Exhibitions

All Things Emerson – Bromo History Museum Expansion

Date: Saturday, April 27, 2019
Time: 11am-3pm
 
The Bromo History Museum expands to include “All Things Emerson,” a permanent display of historical artifacts and objects from Captain Isaac Edward Emerson, inventor of the headache remedy Bromo-Seltzer and builder of the Bromo Seltzer Tower. Located on the 15th floor, “All Things Emerson” will move into a brand new space alongside the Maryland Glass Room. 
 
The expansion highlights Emerson’s business endeavors in Baltimore including the Emersonian Apartment Building, the Emerson Hotel, his country home Brooklandwood and other personal assets. Prominent items in the collection are a large, leather-bound photograph album of past U.S. presidents signed by the 28th president Woodrow Wilson, postcard correspondences from Mr. Joseph Hinds, the President of the Emerson Drug Co. and Isaac Emerson’s key to his family mausoleum in Greenmount Cemetery on North Avenue.  

Relive the Moment

Date: Saturdays, April 27-August 31
Time: 11am-4pm
 
Bromo Seltzer Arts Tower resident artist Marianna Mills' imagination is on full display in Relive the Moment, where a digital canvas lets viewers experience what the artist saw as she began to create her artwork. The Hungarian-born, Baltimore-based, self-taught artist exercises her artistic freedom through the use of various media.

Lateral Distance

Opening Reception: Saturday, November 3, 2018, 5-7pm

Bromo Seltzer Arts Tower presents “Lateral Distance,” an exhibition by artist Amy Wetsch, on view Saturdays from October 27, 2018 through April 20, 2019 from 11am to 4pm.

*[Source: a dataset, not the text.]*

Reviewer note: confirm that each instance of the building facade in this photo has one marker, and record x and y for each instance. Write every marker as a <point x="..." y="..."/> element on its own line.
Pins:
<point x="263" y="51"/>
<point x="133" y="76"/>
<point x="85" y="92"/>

Lateral Distance is an exhibition of works by Amy Wetsch, a MFA candidate at MICA’s Mount Royal School of Art, created in response to her recent experience working with Dr. Sarah Hörst, a Planetary Scientist at Johns Hopkins University. The focus of their research is Saturn’s largest moon, Titan, and it’s physical characteristics and processes that resemble those of our home planet, Earth. Although scientists know much about Titan, the moon is difficult to observe because of the dense atmospheric haze, which encapsulates Titan’s intriguing surface. If we were able to further explore this moon, what would we discover? While interpreting the extreme science of planetary exploration, Wetsch has created a large-scale installation, sculptural objects and drawings that aim to capture her imagined essence of Titan, as well as the wonder and grandeur of our solar system.